Les raéliens, qui pensent que les humains sont des clones d’extraterrestres, n’ont avancé aucun élément qui permettrait de savoir s’ils disposent des capacités médicales requises pour atteindre leur objectif ou s’il ne s’agit de rien d’autre que d’une opération publicitaire. Leur déclaration du 21 septembre dernier est pour ainsi dire passée inaperçue.
Mais, si nul ne sait si le groupe essaiera effectivement de cloner un humain, selon certains spécialistes familiers des récents développements dans ce domaine, tout le monde ou presque s’accorde à reconnaître que la technologie existante pourrait permettre une telle opération. Et une secte comme celle des raéliens est sans doute l’une des mieux placées pour la mener à bien.
Cela tient au fait que le principal obstacle n’est pas une question de capacité technique, mais plutôt qu’il faudra plusieurs grossesses avortées pour enregistrer un seul succès. S’ajoutant au malaise que le sujet provoque dans la société, cela a poussé la plupart des autorités scientifiques à rejeter l’idée. Mais une congrégation de fidèles convaincus prêts à accepter quelques dizaines de fausses couches en cours de route pourrait peut-être finir par cloner une personne en moins d’un an, reconnaissent certaines sommités du monde scientifique. « C’est une question de probabilités », explique George Seidel, spécialiste du clonage de l’université d’Etat du Colorado, à Fort Collins. « Il est tout à fait possible qu’à force de répétition ça finisse par marcher. »
20 donneuses et 50 mères porteuses pour un seul bébé
Le calcul est simple : une donneuse peut produire environ vingt ovules fertiles après un mois de traitement hormonal. Partons du principe que cinq seulement de ces ovules puissent se transformer en embryons clonés et viables, que deux soient transplantés sur chaque mère de substitution et qu’un embryon sur cent survive jusqu’à la naissance, autant de suppositions raisonnables fondées sur les données tirées d’expériences sur les animaux, toujours selon les scientifiques. Cela signifie qu’avec vingt donneuses et cinquante mères porteuses on a largement de quoi produire un clone humain. Ces chiffres ont amené certains experts à une conclusion surprenante : si l’on considère généralement les groupes religieux comme les adversaires les plus acharnés du clonage humain, c’est peut-être bien une secte qui, en fin de compte, constituera l’équipe idéale pour y parvenir. D’après les spécialistes, les humains seraient peut-être encore plus faciles à cloner que les autres animaux parce que la chimie de la reproduction humaine est parfaitement maîtrisée. « Des gens qui ont l’expérience de la fécondation in vitro seraient probablement à même de le faire », suppute Michael West, directeur de l’Advanced Cell Technology, une entreprise de biotechnologie du Massachusetts qui rejette le clonage humain à des fins de reproduction, mais clone des cellules d’embryons humains dans l’espoir de développer des traitements médicaux. « Tout est indiqué dans les publications scientifiques. Ça n’a rien d’ultrasecret. »

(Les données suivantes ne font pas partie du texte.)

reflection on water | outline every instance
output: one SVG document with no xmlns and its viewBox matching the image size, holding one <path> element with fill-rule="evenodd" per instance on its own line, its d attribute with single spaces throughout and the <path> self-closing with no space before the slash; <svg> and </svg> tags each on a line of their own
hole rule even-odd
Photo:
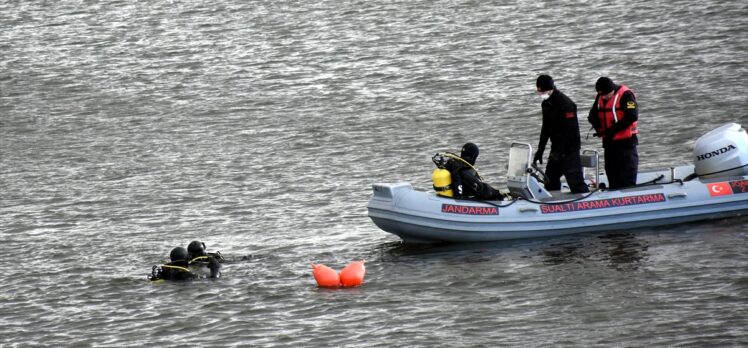
<svg viewBox="0 0 748 348">
<path fill-rule="evenodd" d="M 607 233 L 572 238 L 542 249 L 546 264 L 607 261 L 612 268 L 636 270 L 646 261 L 648 244 L 633 233 Z"/>
</svg>

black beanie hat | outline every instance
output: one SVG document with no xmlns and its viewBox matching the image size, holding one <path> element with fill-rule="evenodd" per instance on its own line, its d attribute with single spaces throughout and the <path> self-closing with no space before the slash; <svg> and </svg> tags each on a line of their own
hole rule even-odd
<svg viewBox="0 0 748 348">
<path fill-rule="evenodd" d="M 600 94 L 608 94 L 616 88 L 615 83 L 608 77 L 601 77 L 595 83 L 595 90 Z"/>
<path fill-rule="evenodd" d="M 470 164 L 475 164 L 475 160 L 478 159 L 478 152 L 478 145 L 466 143 L 465 145 L 462 145 L 460 157 Z"/>
<path fill-rule="evenodd" d="M 552 91 L 555 87 L 555 85 L 553 84 L 553 78 L 548 75 L 538 76 L 538 80 L 537 82 L 535 82 L 535 85 L 538 86 L 538 89 L 540 89 L 541 92 Z"/>
</svg>

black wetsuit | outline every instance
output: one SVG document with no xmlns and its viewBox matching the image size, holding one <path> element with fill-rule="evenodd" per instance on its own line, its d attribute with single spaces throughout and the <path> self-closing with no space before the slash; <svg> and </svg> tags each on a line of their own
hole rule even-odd
<svg viewBox="0 0 748 348">
<path fill-rule="evenodd" d="M 197 279 L 199 276 L 192 273 L 189 269 L 187 260 L 169 262 L 159 266 L 153 266 L 153 271 L 149 277 L 151 280 L 175 280 L 185 281 Z"/>
<path fill-rule="evenodd" d="M 500 200 L 501 192 L 486 184 L 475 169 L 462 161 L 450 159 L 447 170 L 452 176 L 452 192 L 455 198 L 475 198 L 481 200 Z"/>
<path fill-rule="evenodd" d="M 543 126 L 540 129 L 540 142 L 535 159 L 542 158 L 548 139 L 551 140 L 551 153 L 545 167 L 548 182 L 545 189 L 561 189 L 561 176 L 566 177 L 573 193 L 589 192 L 584 183 L 582 161 L 579 158 L 581 141 L 577 105 L 558 89 L 554 89 L 548 99 L 541 104 Z"/>
</svg>

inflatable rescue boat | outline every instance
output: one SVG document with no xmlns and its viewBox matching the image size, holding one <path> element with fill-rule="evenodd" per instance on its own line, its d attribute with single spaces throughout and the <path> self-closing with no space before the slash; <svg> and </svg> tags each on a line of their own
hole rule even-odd
<svg viewBox="0 0 748 348">
<path fill-rule="evenodd" d="M 636 186 L 618 190 L 604 188 L 596 151 L 582 152 L 583 166 L 595 170 L 584 194 L 546 191 L 531 156 L 530 144 L 511 145 L 501 187 L 508 200 L 455 199 L 414 190 L 409 183 L 381 183 L 373 185 L 368 215 L 405 242 L 435 243 L 630 230 L 748 214 L 748 134 L 735 123 L 701 136 L 693 164 L 640 172 Z"/>
</svg>

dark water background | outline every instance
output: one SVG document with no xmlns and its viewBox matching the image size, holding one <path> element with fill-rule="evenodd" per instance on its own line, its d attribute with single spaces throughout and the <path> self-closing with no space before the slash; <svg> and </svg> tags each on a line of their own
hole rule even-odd
<svg viewBox="0 0 748 348">
<path fill-rule="evenodd" d="M 502 181 L 541 73 L 582 119 L 633 88 L 641 168 L 687 164 L 747 61 L 736 0 L 0 0 L 0 346 L 746 346 L 748 218 L 423 247 L 365 206 L 466 141 Z M 146 281 L 193 239 L 224 278 Z"/>
</svg>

Le clonage implique la production d’un jumeau génétique à partir d’une cellule unique, comme une cellule de l’épiderme, prélevée sur un adulte. Depuis que des scientifiques écossais ont annoncé la naissance de la brebis Dolly, en 1997, premier mammifère cloné à partir d’un adulte, on a cloné du bétail, des souris et des cochons. La technique la plus simple consiste à avoir recours à un choc électrique pour fusionner une cellule de l’épiderme de l’animal que l’on souhaite cloner à un ovule dont les gènes ont été retirés. Cette cellule fusionnée commence à se transformer en un embryon génétiquement identique au donneur, et cet embryon est ensuite transplanté dans l’utérus d’une mère porteuse.